To make new vaccine decisions, advocates and policymakers consider disease incidence and severity data. While typhoid and paratyphoid display similar clinical symptoms, each is caused by distinct infectious agents. An important factor to remember during vaccine introduction decisions is that the available typhoid vaccines—including TCV—specifically target Salmonella Typhi, and are not expected to protect against Salmonella serovars Paratyphi A, Paratyphi B, or Paratyphi C, or Salmonella serovars associated with nontyphoidal Salmonella invasive disease. It is important that policymakers understand the different disease caused by each respective pathogen so that the impact of various prevention and control tools is accurately weighed. By using the correct nomenclature, the impact of a disease, as well as the available solutions, is understood more clearly.
As a way to help facilitate conversations that use correct nomenclature, and building off of the Salmonella 101 workshop at the 11th International Conference on Typhoid and Other Invasive Salmonelloses, we’ve developed a new nomenclature factsheet to serve as a reference point for when we talk about Salmonella.
For advocacy and policymakers alike, a few of the most important points:
- Enteric fever is the collective noun for typhoid and paratyphoid fevers, but when discussing TCV introduction, it is important to distinguish between typhoid and paratyphoid burden.
- Typhoid is caused by Salmonella enterica subspecies enterica serovar Typhi, or more simply stated Salmonella Typhi. This is the pathogen against which TCVs protect.
- Paratyphoid fever is most commonly caused by Salmonella Paratyphi A, and sometimes by Salmonella Paratyphi B or Salmonella Paratyphi C. There is no vaccine currently available to protect against these pathogens, although there are several candidates in development.

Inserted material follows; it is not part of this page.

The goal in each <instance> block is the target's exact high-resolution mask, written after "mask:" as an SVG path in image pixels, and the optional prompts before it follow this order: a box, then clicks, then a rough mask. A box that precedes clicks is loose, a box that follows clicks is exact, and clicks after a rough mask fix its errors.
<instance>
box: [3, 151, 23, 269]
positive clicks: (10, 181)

- Nontyphoidal Salmonella invasive disease is caused by Salmonella serovars other than Salmonella Typhi, Salmonella Paratyphi A, Salmonella Paratyphi B, and Salmonella Paratyphi C. There is also no vaccine currently available to protect against these pathogens, although research is underway to develop candidates.

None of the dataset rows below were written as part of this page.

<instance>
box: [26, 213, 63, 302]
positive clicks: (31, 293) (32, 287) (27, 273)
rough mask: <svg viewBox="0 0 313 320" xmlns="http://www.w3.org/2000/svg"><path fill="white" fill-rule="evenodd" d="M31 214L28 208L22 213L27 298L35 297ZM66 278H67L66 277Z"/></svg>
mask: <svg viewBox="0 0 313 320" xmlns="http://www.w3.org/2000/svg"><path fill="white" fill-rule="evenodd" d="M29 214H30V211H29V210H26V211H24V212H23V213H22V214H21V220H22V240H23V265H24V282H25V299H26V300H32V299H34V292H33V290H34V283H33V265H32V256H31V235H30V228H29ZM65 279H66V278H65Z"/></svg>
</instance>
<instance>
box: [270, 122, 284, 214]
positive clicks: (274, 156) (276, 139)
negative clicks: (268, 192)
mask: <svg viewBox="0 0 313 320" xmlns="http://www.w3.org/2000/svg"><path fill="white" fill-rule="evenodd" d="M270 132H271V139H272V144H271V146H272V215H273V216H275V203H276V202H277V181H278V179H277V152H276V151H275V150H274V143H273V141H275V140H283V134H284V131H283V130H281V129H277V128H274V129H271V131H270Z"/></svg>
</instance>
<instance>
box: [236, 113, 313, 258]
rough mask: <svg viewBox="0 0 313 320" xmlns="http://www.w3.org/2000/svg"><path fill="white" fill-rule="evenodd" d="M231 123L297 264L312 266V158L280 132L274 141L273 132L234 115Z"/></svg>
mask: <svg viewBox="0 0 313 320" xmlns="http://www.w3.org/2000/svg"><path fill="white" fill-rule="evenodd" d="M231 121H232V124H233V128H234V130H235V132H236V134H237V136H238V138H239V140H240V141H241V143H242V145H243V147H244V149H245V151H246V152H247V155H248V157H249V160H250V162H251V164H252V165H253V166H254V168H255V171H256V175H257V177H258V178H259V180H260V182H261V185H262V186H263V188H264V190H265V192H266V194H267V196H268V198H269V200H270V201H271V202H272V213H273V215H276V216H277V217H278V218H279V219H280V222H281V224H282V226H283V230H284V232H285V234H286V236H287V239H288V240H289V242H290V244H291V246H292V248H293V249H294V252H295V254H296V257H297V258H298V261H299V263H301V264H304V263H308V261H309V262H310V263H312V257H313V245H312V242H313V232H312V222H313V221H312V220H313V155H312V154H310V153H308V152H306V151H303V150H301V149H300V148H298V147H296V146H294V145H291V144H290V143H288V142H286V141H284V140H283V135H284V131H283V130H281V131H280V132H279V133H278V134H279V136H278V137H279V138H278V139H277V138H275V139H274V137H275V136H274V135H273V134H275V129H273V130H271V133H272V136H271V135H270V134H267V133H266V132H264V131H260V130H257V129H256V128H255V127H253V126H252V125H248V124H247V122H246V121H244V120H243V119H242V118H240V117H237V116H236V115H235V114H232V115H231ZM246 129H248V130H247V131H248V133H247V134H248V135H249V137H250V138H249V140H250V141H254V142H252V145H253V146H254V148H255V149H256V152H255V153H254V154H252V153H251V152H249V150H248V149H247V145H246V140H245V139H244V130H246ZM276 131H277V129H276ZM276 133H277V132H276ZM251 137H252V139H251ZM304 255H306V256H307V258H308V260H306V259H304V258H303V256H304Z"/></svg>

For new vaccine introduction decisions, clearly articulating the disease-causing pathogens, and understanding the interventions that will prevent and control illness is sufficient. However, distinguishing between pathogens is just the beginning of the nomenclature discussion. Scientists and researchers sometimes go even further, looking at next-level subdivisions of serovars such as through multi-locus sequence typing, to help further our understanding of disease, and to aid in research and development of new preventative tools and interventions. For the decision-makers considering TCV introduction, understanding which pathogens are predominant and how TCV can positively impact a community is the key to strategic decision-making.